The method the team used is immunopeptidomics, a technique that catalogs every peptide fragment a parasitized cell displays on its surface, the alarm signals a sick cell broadcasts before it is destroyed. The team applied this to reticulocytes, the immature red blood cells that P. vivax preferentially infects, and to P. falciparum across multiple lifecycle stages. Cross-referencing which proteins appeared consistently across both stages and species reduced 453 initial candidates to 166 proteins, then to the 75 housekeeping proteins that satisfy both criteria while being associated with measurable CD8+ T cell responses.
The Mali component of the research provides the field dimension. Researchers from the Malaria Research and Training Center in Bamako contributed patient samples from a setting where children absorb dozens of infected mosquito bites each transmission season, and where the immune responses observed reflect natural exposure rather than controlled laboratory conditions. CD8+ T cell responses to the identified peptides were detectable in those patients. That confirmation matters: vaccine candidates that look promising in animal models and controlled human exposure studies have failed repeatedly when tested in populations with intense natural exposure in endemic regions.
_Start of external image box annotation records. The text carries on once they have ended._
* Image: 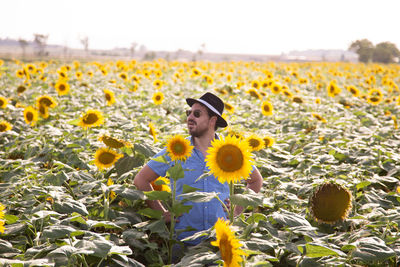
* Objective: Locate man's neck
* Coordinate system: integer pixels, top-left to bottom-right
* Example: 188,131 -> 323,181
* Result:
193,131 -> 215,157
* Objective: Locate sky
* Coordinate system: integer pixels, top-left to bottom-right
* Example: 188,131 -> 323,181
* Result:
0,0 -> 400,55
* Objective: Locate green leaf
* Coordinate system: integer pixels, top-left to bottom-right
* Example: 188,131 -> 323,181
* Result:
352,237 -> 396,262
75,240 -> 113,258
109,184 -> 144,201
54,199 -> 89,216
138,208 -> 162,219
171,202 -> 192,217
272,210 -> 311,227
114,154 -> 144,176
230,193 -> 263,208
144,191 -> 171,201
356,181 -> 371,190
4,214 -> 19,224
42,225 -> 84,239
182,184 -> 200,194
297,243 -> 339,258
0,239 -> 21,258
In animal models, some of the 75 proteins were associated with protective immunity, reducing parasite load or preventing severe disease after experimental infection. The researchers are careful about what that means for human prospects. Rodent malaria models are biologically distant from the human-infecting species, and the record of animal-model results translating into vaccine efficacy in Phase 3 trials has been poor. The protective signal adds to the case for clinical development. It does not settle the question of whether the protection will hold.
The path from protein catalog to licensed vaccine requires systematic pre-clinical formulation work, Phase 1 safety trials, Phase 2 efficacy testing, and Phase 3 trials in endemic populations, a pipeline measured in years under the best circumstances. None of the 75 proteins has been formulated into a candidate yet, and no clinical program has been announced. Researchers working in parallel on complementary strategies have not waited: the release of Wolbachia-infected mosquitoes to suppress disease-carrying species and Alphabet’s program to deploy sterile male mosquitoes across US states represent the vector-control track running alongside vaccine science. The malaria burden at its current scale almost certainly requires both approaches to advance simultaneously.
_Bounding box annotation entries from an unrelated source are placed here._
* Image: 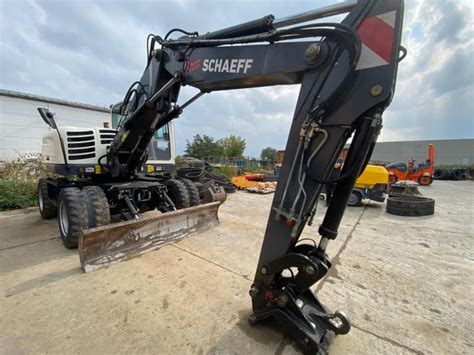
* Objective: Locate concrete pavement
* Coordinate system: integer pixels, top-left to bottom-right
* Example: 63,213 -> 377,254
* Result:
0,181 -> 474,354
What no study at the protein-identification stage can answer is whether any of these targets will survive contact with the parasite’s full field diversity at the scale of a Phase 3 trial. Plasmodium falciparum has evolved under immune pressure from human populations for tens of thousands of years. The history of malaria vaccine development is populated by targets that performed well in pre-clinical models and failed when exposed to the diversity of infection in endemic settings. The 75 housekeeping proteins are a more defensible class of target because the parasite cannot abandon them. Whether that constraint holds across the populations, HLA profiles, and transmission intensities of a multinational Phase 3 study is the question the Oxford-Brazil-NIAID consortium has opened. Someone will still have to run the trial to find out.